La mayoría de los niños españoles de entre ocho y diez años son preparados para la primera comunión, una celebración en la que, según vemos cada mayo en los restaurantes, se ha desenfrenado el despilfarro. Los propios padres son los primeros en reconocer las contradicciones que esto supone, con una intachable mala conciencia. Pero aparte eso, ¿qué puede haber de malo en la catequesis y en las clases de Religión para la educación infantil?, si incluso la mayoría de los padres que no se proclaman católicos apuntan en ellas a sus hijos… Como tengo hijos pequeños, el asunto me ha dado que pensar, e intentaré responder (dando por descontado lo positivo de estimular la fraternidad y la solidaridad). Para facilitar la verificación o refutación de lo que diga, haré referencias, entre corchetes, a pasajes del libro esencial para los catequistas, el Catecismo. Recordemos que la doctrina oficial de la Iglesia, resumida en este Catecismo [11], es de obligado seguimiento [88,100], y que, de hecho, es muy mayoritaria la adhesión de los católicos a su mayor defensor, el Papa.

Estaremos de acuerdo en que deberíamos favorecer la formación de personas fuertes que sepan hacer buen uso de la razón para entender la realidad, que sepan lo que quieren y respondan de sus actos, que respeten a los demás y defiendan los derechos humanos para todos los humanos. Si esta formación ha sido importante siempre, su necesidad, incluso como mera defensa frente a la manipulación ideológica y física, se está acentuando ante las desconcertantes novedades de los tiempos que corren. Me detendré pues en cómo afecta la enseñanza religiosa ortodoxa a estos grandes valores: la racionalidad, la responsabilidad moral y la tolerancia.

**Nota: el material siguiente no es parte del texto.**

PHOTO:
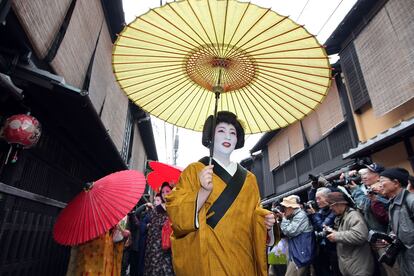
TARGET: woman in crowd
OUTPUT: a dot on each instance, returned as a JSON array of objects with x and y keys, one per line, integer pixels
[{"x": 157, "y": 260}]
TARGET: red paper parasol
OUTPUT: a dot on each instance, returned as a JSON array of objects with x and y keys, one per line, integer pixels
[
  {"x": 162, "y": 173},
  {"x": 97, "y": 209}
]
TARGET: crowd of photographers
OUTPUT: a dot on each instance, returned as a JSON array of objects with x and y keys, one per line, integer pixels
[{"x": 359, "y": 224}]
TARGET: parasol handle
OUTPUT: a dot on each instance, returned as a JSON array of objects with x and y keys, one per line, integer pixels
[
  {"x": 88, "y": 186},
  {"x": 217, "y": 90}
]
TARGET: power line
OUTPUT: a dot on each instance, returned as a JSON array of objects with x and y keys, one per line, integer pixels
[
  {"x": 329, "y": 18},
  {"x": 304, "y": 7}
]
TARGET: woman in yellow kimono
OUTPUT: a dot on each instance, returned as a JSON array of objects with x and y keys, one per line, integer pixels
[{"x": 219, "y": 227}]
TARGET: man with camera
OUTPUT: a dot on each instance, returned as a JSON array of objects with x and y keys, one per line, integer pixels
[
  {"x": 374, "y": 206},
  {"x": 401, "y": 210},
  {"x": 298, "y": 229},
  {"x": 350, "y": 236},
  {"x": 326, "y": 260}
]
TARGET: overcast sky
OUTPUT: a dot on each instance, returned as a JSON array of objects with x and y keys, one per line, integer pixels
[{"x": 320, "y": 18}]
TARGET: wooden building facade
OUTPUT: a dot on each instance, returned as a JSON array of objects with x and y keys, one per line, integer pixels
[{"x": 55, "y": 62}]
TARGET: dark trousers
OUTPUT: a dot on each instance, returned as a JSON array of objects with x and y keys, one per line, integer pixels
[{"x": 326, "y": 262}]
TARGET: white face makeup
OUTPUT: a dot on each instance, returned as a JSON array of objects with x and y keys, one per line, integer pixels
[{"x": 225, "y": 139}]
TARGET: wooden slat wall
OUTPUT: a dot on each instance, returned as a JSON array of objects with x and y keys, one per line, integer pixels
[
  {"x": 138, "y": 156},
  {"x": 72, "y": 58},
  {"x": 27, "y": 247},
  {"x": 41, "y": 19},
  {"x": 330, "y": 111},
  {"x": 295, "y": 137},
  {"x": 104, "y": 88},
  {"x": 312, "y": 128},
  {"x": 385, "y": 50},
  {"x": 102, "y": 75}
]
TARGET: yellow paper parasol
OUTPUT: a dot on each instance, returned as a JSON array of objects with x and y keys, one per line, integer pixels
[{"x": 174, "y": 61}]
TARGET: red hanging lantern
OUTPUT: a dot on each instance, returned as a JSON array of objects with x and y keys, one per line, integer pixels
[{"x": 22, "y": 129}]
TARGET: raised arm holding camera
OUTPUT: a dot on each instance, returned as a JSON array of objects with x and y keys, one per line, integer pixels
[
  {"x": 354, "y": 254},
  {"x": 326, "y": 260}
]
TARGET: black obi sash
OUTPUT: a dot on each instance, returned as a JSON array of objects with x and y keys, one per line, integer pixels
[{"x": 226, "y": 198}]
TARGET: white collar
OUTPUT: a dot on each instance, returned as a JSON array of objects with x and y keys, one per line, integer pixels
[{"x": 231, "y": 168}]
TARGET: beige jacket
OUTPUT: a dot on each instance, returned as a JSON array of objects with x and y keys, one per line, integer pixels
[{"x": 354, "y": 253}]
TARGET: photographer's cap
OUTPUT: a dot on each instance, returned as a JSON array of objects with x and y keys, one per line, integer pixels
[
  {"x": 337, "y": 198},
  {"x": 290, "y": 201},
  {"x": 375, "y": 167},
  {"x": 399, "y": 174}
]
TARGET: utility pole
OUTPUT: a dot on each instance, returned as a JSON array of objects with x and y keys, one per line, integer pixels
[{"x": 176, "y": 144}]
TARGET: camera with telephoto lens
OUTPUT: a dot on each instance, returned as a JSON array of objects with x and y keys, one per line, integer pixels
[
  {"x": 348, "y": 179},
  {"x": 310, "y": 204},
  {"x": 279, "y": 209},
  {"x": 371, "y": 191},
  {"x": 325, "y": 232},
  {"x": 390, "y": 255}
]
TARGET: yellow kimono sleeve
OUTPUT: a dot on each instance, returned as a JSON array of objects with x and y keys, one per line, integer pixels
[{"x": 182, "y": 202}]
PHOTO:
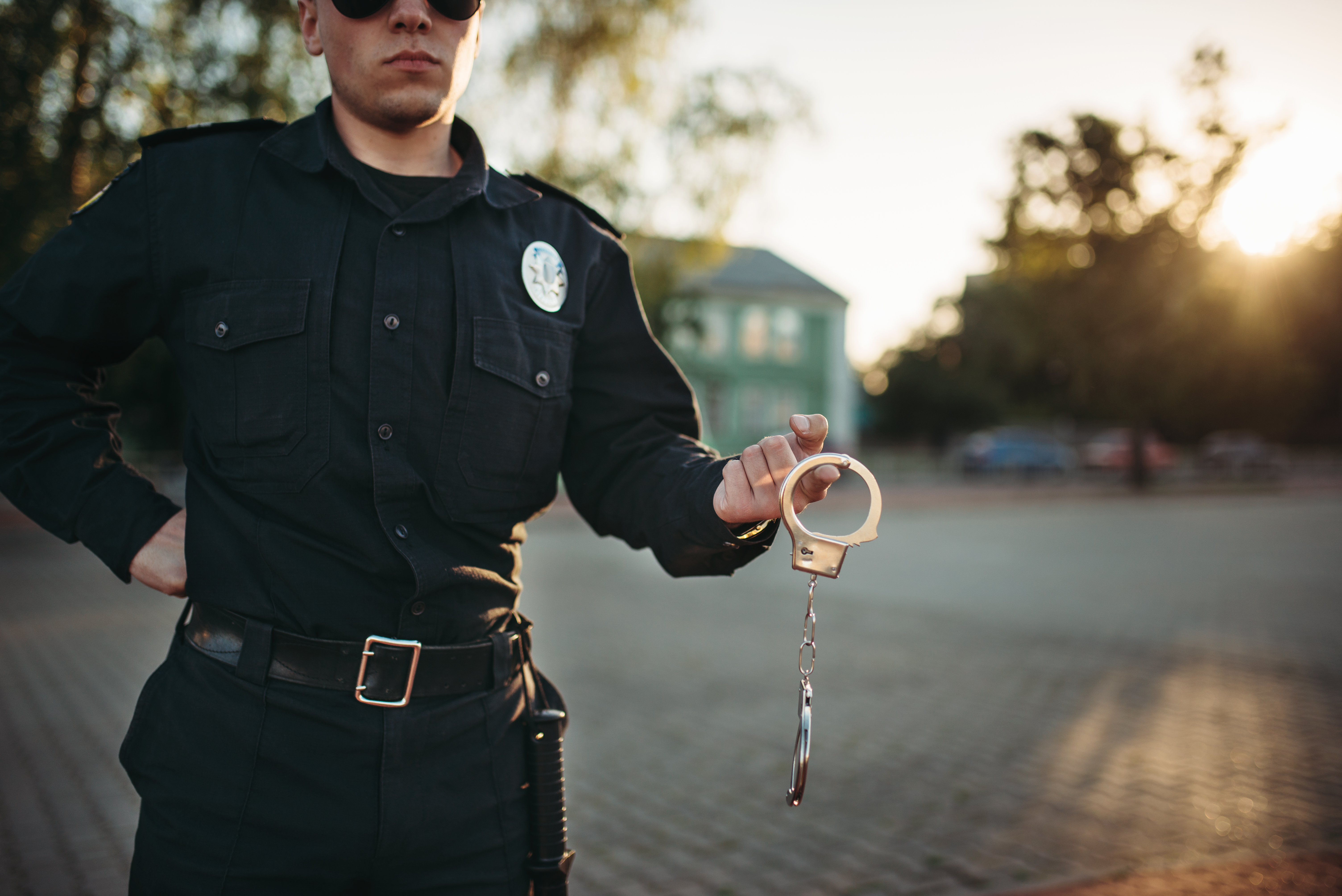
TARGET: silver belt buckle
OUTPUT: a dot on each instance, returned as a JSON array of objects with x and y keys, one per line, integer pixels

Respecto a la racionalidad, la educación debe promover que los niños aprendan a observar la realidad y a sacar conclusiones adecuadas, basadas en la detección de regularidades y de cadenas de causas y efectos, mediante razonamientos correctos, desestimando las diversas formas de pensamiento irracional. Debe alentar una actitud crítica y abierta, que les permita reconocer errores y rectificar. ¡Formidable e inacabable tarea! En la catequesis, se hace creer a los niños en la existencia de almas, ángeles [328], demonios [414], un Dios personal [35-37], cielo, purgatorio [1031], infierno [1035], providencia [303], exorcismos [1673], adivinaciones del futuro [2004], transubstanciación eucarística [1413], resurrecciones [184], y milagros en general [156]. No está mal la lista de entes y fenómenos (esenciales en la fe) para no haber ni una sola prueba fiable de ninguno de ellos. No es que residan en un plano ajeno al mundo material, con lo que se evitaría el conflicto con la ciencia: recordemos que los hechos milagrosos (no cualquier cosa poco frecuente o inexplicada) se oponen, por definición, a las leyes de la naturaleza… y, por consiguiente, a la ciencia. Aún más: esas creencias se apoyan en la Biblia y en la doctrina de la Iglesia, en “textos inspirados por Dios”. Unos textos tan plagados de contradicciones, que los teólogos se han visto obligados, para asumirlas, a violentar el buen uso de la razón y del lenguaje mediante admirables filigranas exegéticas y el extendido empleo de la categoría de “misterio”: de la Trinidad, del mal, del pecado original… A la postre, el contenido de las propias Escrituras resulta tan inconveniente que está quedando reducido a cenizas poéticas.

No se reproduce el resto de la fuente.